The Magic Creek of Troubles

She sits by that creek, on that stone bridge for half and hour. Half an hour, and it’s cold and hardly eventful. She thought this crossing, this bridge and intersection between nature and human existence would be the perfect place of exchange, but it seems not too many people use it in weather such as this. She looks up, but the sky is so white and cloudy she is almost blinded and is forced to look back down. Below her feet the dark murky waters are lethargic, their flow barely visible to the human eye. Dirt and slime on the oily surface obscure the view to its depths. Cynicism occurs. What craze prompted her to travel to this place which now seems ridiculous to like? She closes her eyes, and sighs at her stupidity, listening to the gentle trickle of a small waterfall, the call of birds she cannot see. And relaxation comes. Cynicisms and troubles are washed away. This is no ordinary creek. For in its waters dwells infused magic. Nymphs and fairies line its edges, embodying the branches who stretch out over the water, Narcissus trying to see his reflection. But the water is to dark to reflect well, as is the day. But she understands now, appreciates its darkness, for it is she, and many others who have contributed to make it so. The water flows clear and thin over the rapids, between the rocks she sits on, but as it pools over the waterfall, it thickens, darkens, tainted with the troubles it has selflessly washed away from those who sit in askance at its edges.

The Troll on top of the Bridge

A woman disrupts her ponderings as she approaches the incline of the bridge with trouble. “I seem to be looking and acting more and more like my grandmother everyday.” But she smiles, amused, as her troubles wash away, “Sorry to disturb your musings, but I’ll probably be back in fifteen minutes.” It’s not long before a man, too, comes to the bridge’s edge. “I keep passing you,” he mentions. “Yes, I’ve seen you twice already” the girl responds. “Well, have a good day.”

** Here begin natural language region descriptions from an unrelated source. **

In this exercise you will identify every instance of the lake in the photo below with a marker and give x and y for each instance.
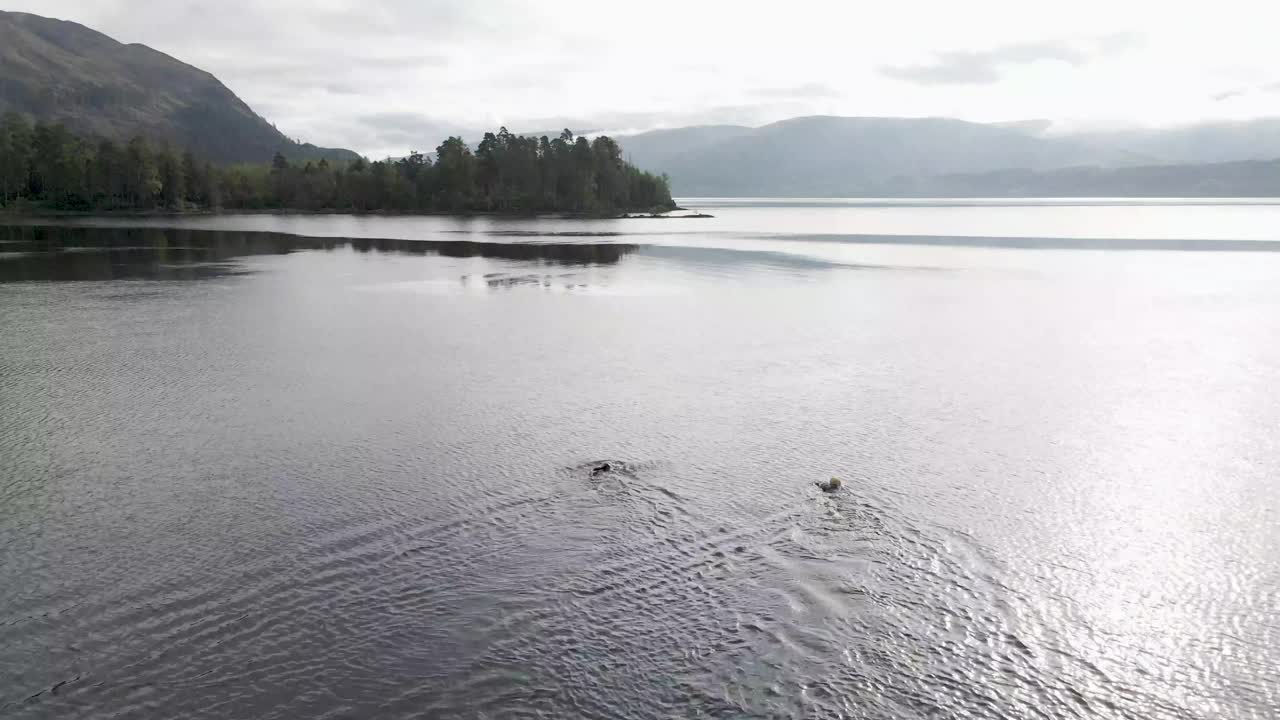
(283, 466)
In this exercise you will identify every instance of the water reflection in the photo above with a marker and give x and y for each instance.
(54, 253)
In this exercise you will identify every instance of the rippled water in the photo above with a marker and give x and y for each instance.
(251, 474)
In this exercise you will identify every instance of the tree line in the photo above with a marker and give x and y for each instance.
(48, 165)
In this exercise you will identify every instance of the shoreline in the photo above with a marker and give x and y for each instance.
(625, 215)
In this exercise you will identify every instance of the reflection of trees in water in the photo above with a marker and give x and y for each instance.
(561, 253)
(48, 253)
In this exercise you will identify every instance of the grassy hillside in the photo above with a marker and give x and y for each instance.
(831, 155)
(65, 72)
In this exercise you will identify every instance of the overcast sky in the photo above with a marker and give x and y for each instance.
(387, 76)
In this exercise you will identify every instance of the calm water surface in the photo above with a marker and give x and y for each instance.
(330, 466)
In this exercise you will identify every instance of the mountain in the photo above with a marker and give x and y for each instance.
(1248, 178)
(845, 156)
(64, 72)
(1202, 142)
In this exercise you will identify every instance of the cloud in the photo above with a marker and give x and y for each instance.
(984, 67)
(1243, 91)
(809, 90)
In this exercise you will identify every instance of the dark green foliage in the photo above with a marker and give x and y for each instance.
(48, 165)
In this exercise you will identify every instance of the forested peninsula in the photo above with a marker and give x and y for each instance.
(45, 167)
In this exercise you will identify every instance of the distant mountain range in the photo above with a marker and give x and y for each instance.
(830, 156)
(65, 72)
(60, 71)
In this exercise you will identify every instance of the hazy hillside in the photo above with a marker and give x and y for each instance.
(1252, 178)
(1205, 142)
(62, 71)
(828, 155)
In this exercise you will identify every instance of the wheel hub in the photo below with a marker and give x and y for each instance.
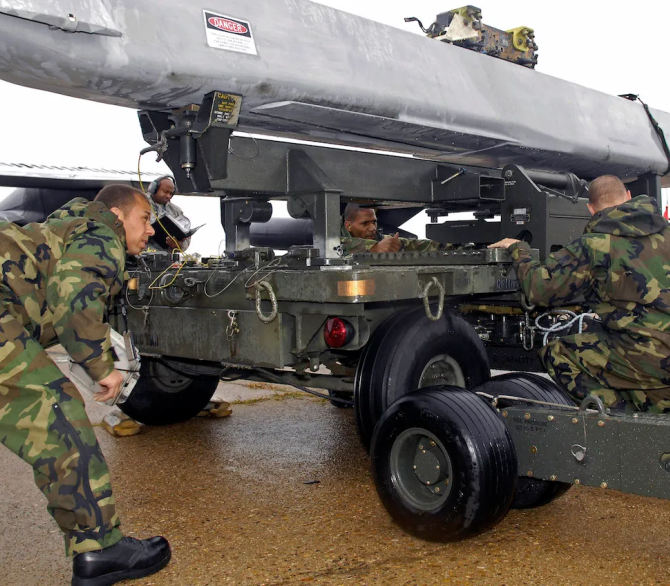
(429, 466)
(442, 370)
(421, 468)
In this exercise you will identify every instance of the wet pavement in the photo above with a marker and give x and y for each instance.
(233, 498)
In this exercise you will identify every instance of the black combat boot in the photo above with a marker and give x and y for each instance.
(128, 559)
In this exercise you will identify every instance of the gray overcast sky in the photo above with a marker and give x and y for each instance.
(613, 46)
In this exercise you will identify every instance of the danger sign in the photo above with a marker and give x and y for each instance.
(228, 33)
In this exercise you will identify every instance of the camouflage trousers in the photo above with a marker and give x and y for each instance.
(43, 421)
(592, 364)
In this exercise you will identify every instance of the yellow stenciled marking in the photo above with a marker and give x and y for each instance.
(356, 288)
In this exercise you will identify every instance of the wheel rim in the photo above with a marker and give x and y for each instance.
(421, 469)
(442, 370)
(167, 379)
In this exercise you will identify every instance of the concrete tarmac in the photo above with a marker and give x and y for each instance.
(239, 500)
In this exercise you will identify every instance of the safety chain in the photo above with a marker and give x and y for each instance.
(527, 333)
(527, 330)
(259, 286)
(426, 303)
(231, 332)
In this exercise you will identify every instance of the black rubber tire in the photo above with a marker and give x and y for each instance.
(341, 395)
(477, 459)
(393, 361)
(164, 396)
(530, 492)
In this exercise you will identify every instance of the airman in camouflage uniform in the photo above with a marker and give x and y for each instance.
(359, 234)
(621, 264)
(57, 279)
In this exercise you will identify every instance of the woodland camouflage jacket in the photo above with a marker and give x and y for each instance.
(58, 276)
(621, 264)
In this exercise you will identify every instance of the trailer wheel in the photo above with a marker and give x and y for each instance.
(408, 351)
(340, 395)
(444, 464)
(164, 396)
(530, 492)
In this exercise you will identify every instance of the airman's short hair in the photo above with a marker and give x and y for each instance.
(606, 191)
(119, 196)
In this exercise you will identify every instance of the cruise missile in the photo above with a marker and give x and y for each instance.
(304, 70)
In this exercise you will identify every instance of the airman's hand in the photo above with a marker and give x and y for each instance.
(504, 243)
(111, 386)
(390, 244)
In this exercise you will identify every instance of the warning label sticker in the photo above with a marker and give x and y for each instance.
(230, 34)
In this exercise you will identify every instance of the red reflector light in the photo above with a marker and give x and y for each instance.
(337, 332)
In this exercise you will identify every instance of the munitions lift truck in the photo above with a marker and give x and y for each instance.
(450, 458)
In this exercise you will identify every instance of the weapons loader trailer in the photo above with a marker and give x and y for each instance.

“You too,” she murmurs back. And it continues. Each person who passes the bridge keeps speaking to her, unprompted. ‘Strange,’ she thinks.

But then again maybe not so strange, for after all, this is her bridge. She, an evil troll starved of company for the last five thousand years, lies in wait of the unsuspecting passerby. There is no simple password however, no clever trick that will allow some to pass uneaten. Deep beneath this troll’s crusty surface there is a soft interior, a gentle spirit that longs for conversation, understanding, friendship. So it sits on top its bridge, in hope that the sensitive soul will realize this in passing. Luckily the man and woman did. The others get eaten.

The Moth and the Mountain

The troll goes into recession as a moth lands on the rock beside her. Its fluttering beige wings are perfectly suited to the rough limestone she’s been sitting on for quite some time now. She finds it hard to understand why something that can fly chooses to crawl around with no small amount of trouble. These rough outcroppings of rock must seem like mountains in comparison to its size. And then it is on her, a burden so tiny she cannot feel its impact upon her pants leg. But she has become the mountain, its landscape. It does not differentiate between her and the rock! If only there were more of its kind. She would be Gulliver in his travels, tied down by a minute people of moths, trapped by their multitudes of clever ropes. Then it comes to her. He is only the scout. In a voice so small a mountain such as herself cannot hear, he is silently calling droves of moth compatriots secretly hidden in the brush along the creek. He is calling. She sits and waits patiently for them to come. “Where is that lady?” she ponders. It had been more than fifteen minutes.